This set of verses strongly encourages us to be diligent.  This past week at Freedom, we applied Proverbs 24:30-34 to so much more than keeping up our yards. The neglect of any area of our life results in ruin.

Let’s talk about how “poverty will come on you like a thief and scarcity like an armed man” when we neglect the important things in our lives in exchange for the easy way. I’ll go first…

Historically, I have been extremely non-confrontational and tended to choose the path of least resistance. So when things were okay, I was good with okay. I didn’t feel much pressure to make them great. After all, moving toward greatness was hard and it could rock the boat and make things really complicated.

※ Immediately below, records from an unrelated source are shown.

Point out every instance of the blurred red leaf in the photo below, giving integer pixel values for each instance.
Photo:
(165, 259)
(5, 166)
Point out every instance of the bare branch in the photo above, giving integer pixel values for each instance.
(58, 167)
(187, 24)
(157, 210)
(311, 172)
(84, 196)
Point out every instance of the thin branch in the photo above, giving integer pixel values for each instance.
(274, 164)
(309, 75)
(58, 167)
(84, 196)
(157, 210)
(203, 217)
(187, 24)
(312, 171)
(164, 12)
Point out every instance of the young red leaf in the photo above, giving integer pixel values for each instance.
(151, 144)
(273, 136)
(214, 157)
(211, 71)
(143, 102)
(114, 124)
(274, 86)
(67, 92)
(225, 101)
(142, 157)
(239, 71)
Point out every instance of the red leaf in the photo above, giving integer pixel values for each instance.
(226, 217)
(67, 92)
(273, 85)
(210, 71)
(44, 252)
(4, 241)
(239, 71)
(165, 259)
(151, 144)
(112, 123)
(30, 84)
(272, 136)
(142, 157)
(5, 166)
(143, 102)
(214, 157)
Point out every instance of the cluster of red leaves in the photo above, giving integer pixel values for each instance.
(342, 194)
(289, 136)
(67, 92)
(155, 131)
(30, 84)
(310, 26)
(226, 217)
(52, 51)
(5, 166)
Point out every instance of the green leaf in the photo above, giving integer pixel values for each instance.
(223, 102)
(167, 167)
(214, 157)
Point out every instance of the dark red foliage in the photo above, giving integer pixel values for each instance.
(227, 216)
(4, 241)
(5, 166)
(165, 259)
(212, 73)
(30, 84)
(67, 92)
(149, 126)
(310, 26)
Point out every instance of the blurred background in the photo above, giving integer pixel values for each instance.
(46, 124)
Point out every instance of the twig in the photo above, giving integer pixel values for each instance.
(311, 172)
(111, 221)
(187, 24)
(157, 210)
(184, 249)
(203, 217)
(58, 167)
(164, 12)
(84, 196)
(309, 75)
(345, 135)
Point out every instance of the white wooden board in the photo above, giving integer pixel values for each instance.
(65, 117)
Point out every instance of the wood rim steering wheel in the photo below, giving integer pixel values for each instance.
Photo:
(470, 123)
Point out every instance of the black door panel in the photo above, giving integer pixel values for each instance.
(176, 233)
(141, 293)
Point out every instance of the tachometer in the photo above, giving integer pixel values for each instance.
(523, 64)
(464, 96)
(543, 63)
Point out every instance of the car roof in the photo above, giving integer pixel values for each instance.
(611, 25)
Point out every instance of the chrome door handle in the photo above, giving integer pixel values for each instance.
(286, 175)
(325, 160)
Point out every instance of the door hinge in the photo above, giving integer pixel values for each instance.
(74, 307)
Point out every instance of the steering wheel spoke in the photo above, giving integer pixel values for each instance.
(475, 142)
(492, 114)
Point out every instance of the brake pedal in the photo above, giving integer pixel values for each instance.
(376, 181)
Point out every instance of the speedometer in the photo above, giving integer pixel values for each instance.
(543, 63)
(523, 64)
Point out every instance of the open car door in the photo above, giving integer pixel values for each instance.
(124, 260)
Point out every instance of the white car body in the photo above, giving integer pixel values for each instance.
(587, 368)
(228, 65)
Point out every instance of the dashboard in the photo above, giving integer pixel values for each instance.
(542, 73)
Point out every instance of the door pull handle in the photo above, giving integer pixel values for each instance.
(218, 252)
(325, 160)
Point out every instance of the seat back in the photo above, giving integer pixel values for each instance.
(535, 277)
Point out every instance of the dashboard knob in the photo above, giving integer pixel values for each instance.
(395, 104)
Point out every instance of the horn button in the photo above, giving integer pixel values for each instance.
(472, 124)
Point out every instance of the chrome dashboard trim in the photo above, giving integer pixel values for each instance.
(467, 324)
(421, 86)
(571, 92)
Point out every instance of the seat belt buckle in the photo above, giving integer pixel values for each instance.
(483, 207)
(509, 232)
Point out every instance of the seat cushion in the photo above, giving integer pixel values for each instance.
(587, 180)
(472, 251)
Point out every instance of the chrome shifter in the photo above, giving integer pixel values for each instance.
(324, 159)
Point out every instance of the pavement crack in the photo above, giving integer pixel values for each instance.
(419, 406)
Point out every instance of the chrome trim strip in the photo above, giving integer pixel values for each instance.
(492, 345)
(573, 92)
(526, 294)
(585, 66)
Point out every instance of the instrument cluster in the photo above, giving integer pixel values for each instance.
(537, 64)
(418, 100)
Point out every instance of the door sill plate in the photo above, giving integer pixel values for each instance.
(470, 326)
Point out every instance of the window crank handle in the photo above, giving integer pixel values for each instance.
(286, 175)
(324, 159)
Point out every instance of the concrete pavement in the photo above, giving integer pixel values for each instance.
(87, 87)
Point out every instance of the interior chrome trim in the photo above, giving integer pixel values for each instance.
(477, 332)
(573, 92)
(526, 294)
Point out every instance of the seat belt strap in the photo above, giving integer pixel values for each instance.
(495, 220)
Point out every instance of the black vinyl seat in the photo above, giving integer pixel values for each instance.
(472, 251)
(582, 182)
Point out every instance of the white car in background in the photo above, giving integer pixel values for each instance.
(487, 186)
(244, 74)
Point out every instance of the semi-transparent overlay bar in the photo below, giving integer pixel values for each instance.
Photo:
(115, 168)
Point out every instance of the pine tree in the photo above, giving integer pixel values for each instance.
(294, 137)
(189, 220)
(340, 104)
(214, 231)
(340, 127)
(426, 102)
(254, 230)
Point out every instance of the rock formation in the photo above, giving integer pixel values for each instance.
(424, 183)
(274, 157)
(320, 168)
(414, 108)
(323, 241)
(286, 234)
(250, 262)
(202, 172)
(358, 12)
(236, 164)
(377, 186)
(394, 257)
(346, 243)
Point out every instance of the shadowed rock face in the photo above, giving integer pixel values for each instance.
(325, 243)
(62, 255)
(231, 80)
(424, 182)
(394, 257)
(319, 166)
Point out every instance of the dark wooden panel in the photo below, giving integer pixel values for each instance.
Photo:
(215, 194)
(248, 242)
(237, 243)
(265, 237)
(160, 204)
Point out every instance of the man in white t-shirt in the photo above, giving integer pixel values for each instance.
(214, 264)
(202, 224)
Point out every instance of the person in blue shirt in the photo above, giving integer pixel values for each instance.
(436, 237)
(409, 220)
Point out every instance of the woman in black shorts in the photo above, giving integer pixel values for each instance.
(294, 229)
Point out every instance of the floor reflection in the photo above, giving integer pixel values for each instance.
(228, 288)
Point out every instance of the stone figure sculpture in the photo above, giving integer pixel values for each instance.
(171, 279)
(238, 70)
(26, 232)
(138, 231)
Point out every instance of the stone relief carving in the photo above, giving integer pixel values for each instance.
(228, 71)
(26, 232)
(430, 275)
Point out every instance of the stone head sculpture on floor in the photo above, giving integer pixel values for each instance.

There are many examples in my life of this: relationships, projects, career-related things, etc. I have to fight really hard against this tendency in my life in order to move things that are simply good to great.

The matriarch of my family was the glue that held us all together. She was our “relationship facilitator.” If there was something I needed to talk to my other family members about, she would say, “Don’t worry about it. I’ll handle it.” I very rarely needed to have any conversation – let alone important ones that define relationships – with any of them because she’d do it for me.  

Then one day, when I was 32, she was gone. Within a matter of weeks, I realized that scarcity and poverty abounded because I had spent years sleeping and slumbering when it came to various family relationships. Weeds had overtaken the vineyard and I didn’t know how to be a daughter/sister/niece/granddaughter without my mother to facilitate. The walls were in disrepair specifically regarding one particular relationship. I felt helpless. And eventually I felt angry. I didn’t even know where to begin.

So I chose not to begin at all. There was a stretch of time that I was so unhappy that the awkward tension in the room was palpable when I was with the person. I was miserable and unpleasant and it made for very awkward family birthday parties and holidays.

I couldn’t stand it anymore.  At age 36, I had to make a decision: Either fester in resentment for the rest of my life or begin pulling weeds and create the relationship that I wanted. The pain of staying the same had finally become more difficult than the pain of changing.

So, little by little, I made steps toward fixing the disrepair. Some of the weeds were harder to pull than others. The difficult weeds included altering my unrealistic expectations, choosing not to be stubborn, and adjusting the perpetual “thirteen year old girl attitude” I seemed to be stuck in. But the actual rebuilding of the wall was remarkably easier than I anticipated! I began making regular phone calls when I didn’t want to, sending texts regarding times of baseball games and band concerts in spite of what I thought the answer would be, having difficult conversations even though I knew I’d cry, and scheduling time together to just hang out.

The relationship is far from perfect. I still have some things that I need to decide what I’m going to do about. But I’m tending to the vineyard of our relationship more diligently now. And the difficulty of the hard work of rebuilding serves as a vivid reminder to be careful not to not let this happen again in the other areas of my life.   

Now it’s your turn: What little weeds can you pull today in an effort to begin changing the areas of your life that have gotten to a place of scarcity and poverty? I’ll be praying that the Lord will give you the strength to make the necessary steps toward weeding and rebuilding this week!